DESCRIPTION (provided by applicant): The best techniques for identifying sites of contact in protein complexes are x-ray diffraction and nuclear magnetic resonance. However, those techniques may not be available for large complexes, due to limited sample amount, aggregation, insolubility, posttranslational modification heterogeneity, lack of suitable crystals, etc. Most alternative methods are based on exposing the complex to some sort of chemical perturbation (e.g., chemical reactivity toward general or specific agents, cross-linking, and the like). The contact surfaces may then be located as those sites that are linked or become protected against chemical reactivity on formation of the protein complex. The most generally applicable measure of solvent exposure is exchange of backbone amide hydrogens for deuteriums, because it is least dependent on the amino acid sequence. Major current difficulties for the H/D exchange method include: back-exchange of H for D during separation of proteolytic fragments for analysis; mass resolving power too low to separate and identify partially deuterated peptides by mass spectrometry; incomplete sequence coverage by pepsin cleavage (pepsin is usually used due to its activity at low pH after H/D exchange has been quenched); and the difficulty and duration of acquiring and interpreting the data.
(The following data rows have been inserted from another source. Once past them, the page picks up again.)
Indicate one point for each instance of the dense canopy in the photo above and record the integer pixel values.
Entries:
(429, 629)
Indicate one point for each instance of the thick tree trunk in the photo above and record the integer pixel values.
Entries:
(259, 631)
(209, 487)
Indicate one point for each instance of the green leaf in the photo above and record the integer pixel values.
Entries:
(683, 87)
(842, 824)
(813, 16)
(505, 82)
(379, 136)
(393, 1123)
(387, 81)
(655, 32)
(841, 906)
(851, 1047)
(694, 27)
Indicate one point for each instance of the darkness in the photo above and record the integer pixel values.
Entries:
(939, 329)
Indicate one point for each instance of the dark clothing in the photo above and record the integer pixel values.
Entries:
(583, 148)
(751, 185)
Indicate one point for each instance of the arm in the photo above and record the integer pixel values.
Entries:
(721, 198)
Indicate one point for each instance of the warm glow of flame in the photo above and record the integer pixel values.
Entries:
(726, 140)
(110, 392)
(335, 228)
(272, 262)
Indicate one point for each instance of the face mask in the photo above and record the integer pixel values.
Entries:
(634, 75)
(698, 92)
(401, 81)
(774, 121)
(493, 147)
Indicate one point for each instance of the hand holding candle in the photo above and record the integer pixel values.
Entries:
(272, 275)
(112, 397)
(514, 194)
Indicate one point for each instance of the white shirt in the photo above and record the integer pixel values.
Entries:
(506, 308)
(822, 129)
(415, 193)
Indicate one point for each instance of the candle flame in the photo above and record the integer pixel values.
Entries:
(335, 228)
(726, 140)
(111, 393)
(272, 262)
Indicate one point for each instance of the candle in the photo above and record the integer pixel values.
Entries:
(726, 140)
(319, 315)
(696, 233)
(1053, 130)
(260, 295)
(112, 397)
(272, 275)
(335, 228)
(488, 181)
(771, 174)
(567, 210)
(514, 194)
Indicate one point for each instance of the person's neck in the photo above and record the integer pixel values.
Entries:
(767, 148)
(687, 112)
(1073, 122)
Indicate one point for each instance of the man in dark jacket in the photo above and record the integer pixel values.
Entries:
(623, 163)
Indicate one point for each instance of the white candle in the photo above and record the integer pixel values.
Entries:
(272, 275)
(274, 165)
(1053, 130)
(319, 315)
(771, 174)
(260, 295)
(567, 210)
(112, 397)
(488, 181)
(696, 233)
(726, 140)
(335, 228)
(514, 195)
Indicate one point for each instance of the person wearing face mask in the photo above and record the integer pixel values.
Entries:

In this project, we shall combine several improvements: supercritical fluid chromatography to eliminate back-exchange; isotopic depletion and ultrahigh mass resolving power to simplify identification of peptides, a suite of enzymes of different proteolytic specificity to better span the sequence; and automation of data collection and data analysis. Relevance. It is becoming increasingly evident that protein complexes and assemblies play a key role in many human diseases: e.g., the protein "capsid" that protects RNA in the AIDS virus and in the biological "motors" that transport essential components into a cell or virus. A first step in understanding (and eventually controlling) those functions is to identify the sites of contact that hold proteins together. This project presents several new approaches for such "mapping", along with some suggested initial applications that could point to future targets with pharmaceutical applications. This project is multidisiplinary and pulls together several distinguished collaborators with focused research projects that will benefit directly from H/D exchange with high-resolution mass analysis.

描述（由申请人提供）：识别蛋白质复合物中接触位点的最佳技术是X射线衍射和核磁共振。但是，由于样本量有限，聚集，不溶性，翻译后修饰的异质性，缺乏合适的晶体等，这些技术可能无法用于大型复合物。大多数替代方法是基于将复合物暴露于某种化学扰动的络合物（例如，对某种化学反应性（例如，化学反应性）对普通或特定的特定或特定的交叉链接等）。然后可以将接触表面作为那些在形成蛋白质复合物形成时与化学反应性联系起来的位点。最普遍适用的溶剂暴露量度是将依丁膜的骨链酰胺氢换成，因为它最不依赖于氨基酸序列。 H/D交换方法的主要当前困难包括：H的h/d交换方法在分离蛋白水解片段进行分析时d的后交换；质量分离的能力太低而无法通过质谱法分离并鉴定部分剥离的肽；胃蛋白酶裂解不完整的序列覆盖率（胃蛋白酶通常是由于其在h/d交换后低pH值的活性而使用的）；以及获取和解释数据的困难和持续时间。在这个项目中，我们将结合几个改进：超临界流体色谱法以消除后交换；同位素耗竭和超高质量分辨能力简化肽的鉴定，肽是一组不同蛋白水解特异性的酶，以更好地跨越序列；以及数据收集和数据分析的自动化。关联。越来越明显的是，蛋白质复合物和组件在许多人类疾病中起着关键作用：例如，保护艾滋病病毒中的RNA以及将必需成分传输到细胞或病毒的生物“电动机”中的蛋白“ capsid”。理解（并最终控制）这些功能的第一步是识别将蛋白质结合在一起的接触位点。该项目提出了这种“映射”的几种新方法，以及一些建议的初始应用，这些应用可能指出了使用药品应用程序的未来目标。该项目是多学科的，并通过重点研究项目将几个杰出的合作者汇集在一起​​，这些项目将直接从H/D交流中受益，并具有高分辨率的质量分析。